Calcium channel blockers: Verapamil, a moderate inhibitor of CYP3A4 and an inhibitor of P-gp, increases the plasma concentration of risperidone and the active antipsychotic fraction.
Gastrointestinal drugs: H2-receptor antagonists: Cimetidine and ranitidine, both weak inhibitors of CYP2D6 and CYP3A4, increased the bioavailability of risperidone, but only marginally that of the active antipsychotic fraction.
SSRIs and tricyclic antidepressants: Fluoxetine, a strong CYP2D6 inhibitor, increases the plasma concentration of risperidone, but less so of the active antipsychotic fraction.

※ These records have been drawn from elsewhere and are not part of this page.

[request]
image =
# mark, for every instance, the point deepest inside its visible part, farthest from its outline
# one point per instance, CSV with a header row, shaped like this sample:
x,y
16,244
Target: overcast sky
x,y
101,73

Paroxetine, a strong CYP2D6 inhibitor, increases the plasma concentrations of risperidone, but, at dosages up to 20 mg/day, less so of the active antipsychotic fraction. However, higher doses of paroxetine may elevate concentrations of the risperidone active antipsychotic fraction.
Tricyclic antidepressants may increase the plasma concentrations of risperidone but not those of the active antipsychotic fraction. Amitriptyline does not affect the pharmacokinetics of risperidone or the active antipsychotic fraction.
Sertraline, a weak inhibitor of CYP2D6, and fluvoxamine, a weak inhibitor of CYP3A4, at dosages up to 100 mg/day are not associated with clinically significant changes in concentrations of the risperidone active antipsychotic fraction. However, doses higher than 100 mg/day of sertraline or fluvoxamine may elevate concentrations of the risperidone active antipsychotic fraction.
Effect of risperidone on the pharmacokinetics of other medicinal products: Antiepileptics: Risperidone does not show a clinically relevant effect on the pharmacokinetics of valproate or topiramate.
Antipsychotics: Aripiprazole, a CYP2D6 and CYP3A4 substrate: Risperidone tablets or injections did not affect the pharmacokinetics of the sum of aripiprazole and its active metabolite, dehydroaripiprazole.
Digitalis glycosides: Risperidone does not show a clinically relevant effect on the pharmacokinetics of digoxin.
Lithium: Risperidone does not show a clinically relevant effect on the pharmacokinetics of lithium.
Concomitant use of risperidone with furosemide: See Precautions regarding increased mortality in elderly patients with dementia concomitantly receiving furosemide.